Spacey plays Larry Mann, an aggressive, cynical salesman for Lodestar, an industrial lubricant manufacturer. He swaggers into a hotel in Wichita, Kansas, where the Midwest Manufacturers Annual Convention is taking place, in hopes of landing the business of a giant Chicago firm. Larry has been preceded by longtime colleague and mentor Phil (Danny DeVito), who has organized Lodestar's presence at the convention -- downright ineptly, to Larry's taste. While all the other companies are holding grand affairs in the ballrooms downstairs, Phil has merely set up a tacky hospitality suite on the 16th floor, with a cheap hors d'oeuvre tray for food.

It is clear that Phil, who is perhaps 15 years older than Larry and has recently been divorced, has lost the will to sell. While Larry seems to harbor genuine love for his longtime buddy, he is still burning with testosterone-fueled ambition.

Larry knows how to deal with Phil, but he is less prepared for the third member of their team, Bob (Peter Facinelli), a wide-eyed rookie from the research department who has been sent to the convention to explain the technical aspects of the company's wares. Bob is pleasant enough, but humorless and deadly earnest -- precisely the opposite of Larry, it seems -- which only serves to provoke Larry into coruscating verbal attacks. Phil -- whose emotional exhaustion could pass for mellowness -- halfheartedly defends the young guy. But the tensions in the room escalate as all three await the arrival of the executive they want to court -- a.k.a. "The Big Kahuna" a.k.a. "El Kahuna Grande," as Larry at one point calls him. It doesn't take a crystal ball to realize that it's Bob, the green kid with no apparent sales skills, who is going to be the one to snag The Big Kahuna's attention. Only slightly less obvious is that Bob, who has been established as irritatingly pious, is more interested in selling Jesus than industrial lubricants.

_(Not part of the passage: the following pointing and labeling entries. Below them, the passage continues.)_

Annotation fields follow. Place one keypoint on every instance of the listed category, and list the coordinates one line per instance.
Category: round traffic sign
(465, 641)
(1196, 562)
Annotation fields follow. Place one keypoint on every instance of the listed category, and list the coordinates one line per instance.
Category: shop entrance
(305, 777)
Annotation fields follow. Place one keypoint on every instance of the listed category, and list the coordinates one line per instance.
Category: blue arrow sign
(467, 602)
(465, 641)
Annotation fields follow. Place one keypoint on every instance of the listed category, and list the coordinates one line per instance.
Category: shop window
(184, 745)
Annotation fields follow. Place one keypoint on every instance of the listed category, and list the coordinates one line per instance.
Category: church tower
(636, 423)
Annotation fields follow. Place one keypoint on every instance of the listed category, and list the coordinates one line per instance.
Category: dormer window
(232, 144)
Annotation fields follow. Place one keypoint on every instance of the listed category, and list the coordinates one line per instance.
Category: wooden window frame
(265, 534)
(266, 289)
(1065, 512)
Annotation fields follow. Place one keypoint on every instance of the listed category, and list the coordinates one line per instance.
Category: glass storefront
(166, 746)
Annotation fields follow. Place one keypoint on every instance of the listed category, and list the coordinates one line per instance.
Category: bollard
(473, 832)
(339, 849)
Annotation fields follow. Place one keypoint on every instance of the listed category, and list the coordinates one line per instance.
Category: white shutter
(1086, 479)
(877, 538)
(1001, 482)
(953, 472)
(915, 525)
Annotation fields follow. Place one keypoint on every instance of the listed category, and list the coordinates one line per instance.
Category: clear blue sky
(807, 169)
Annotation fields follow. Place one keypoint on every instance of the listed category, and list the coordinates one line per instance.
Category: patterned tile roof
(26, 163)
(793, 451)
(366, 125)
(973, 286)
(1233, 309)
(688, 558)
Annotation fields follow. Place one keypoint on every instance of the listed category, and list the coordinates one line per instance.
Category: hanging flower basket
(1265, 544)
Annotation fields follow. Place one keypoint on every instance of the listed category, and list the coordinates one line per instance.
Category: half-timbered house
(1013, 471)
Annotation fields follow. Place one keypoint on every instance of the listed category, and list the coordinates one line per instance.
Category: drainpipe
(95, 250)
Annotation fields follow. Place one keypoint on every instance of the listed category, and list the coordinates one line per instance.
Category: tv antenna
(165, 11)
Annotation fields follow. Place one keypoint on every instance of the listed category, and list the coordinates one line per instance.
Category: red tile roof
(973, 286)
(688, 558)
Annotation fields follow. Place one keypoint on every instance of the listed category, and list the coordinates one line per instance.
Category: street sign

Rueff and Swanbeck have added a few brief fantasy sequences, as well as some insignificant scenes outside of the hospitality suite, but for the most part The Big Kahuna is a three-person play masquerading as a movie. That's not always a bad thing: Some plays -- Who's Afraid of Virginia Woolf, The Balcony, and No Exit, for example -- depend on a sense of claustrophobia; even minor "opening up" of the action dissipates their power. While The Big Kahuna may be one of those plays, it doesn't have enough power in the first place to make a strong claim on our attentions. Rueff's drawing of the characters isn't all that deft: Larry seems like a watered-down, bourgie version of the kind of motormouth David Thewlis portrayed so brilliantly in Naked; Phil is an undefined vat of weltschmerz; and Bob is simply a priggish dork.

Spacey is the main reason to watch; as is always the case, even in his less compelling films, he manages to impress through sheer force of talent. But there is way too little else going on here.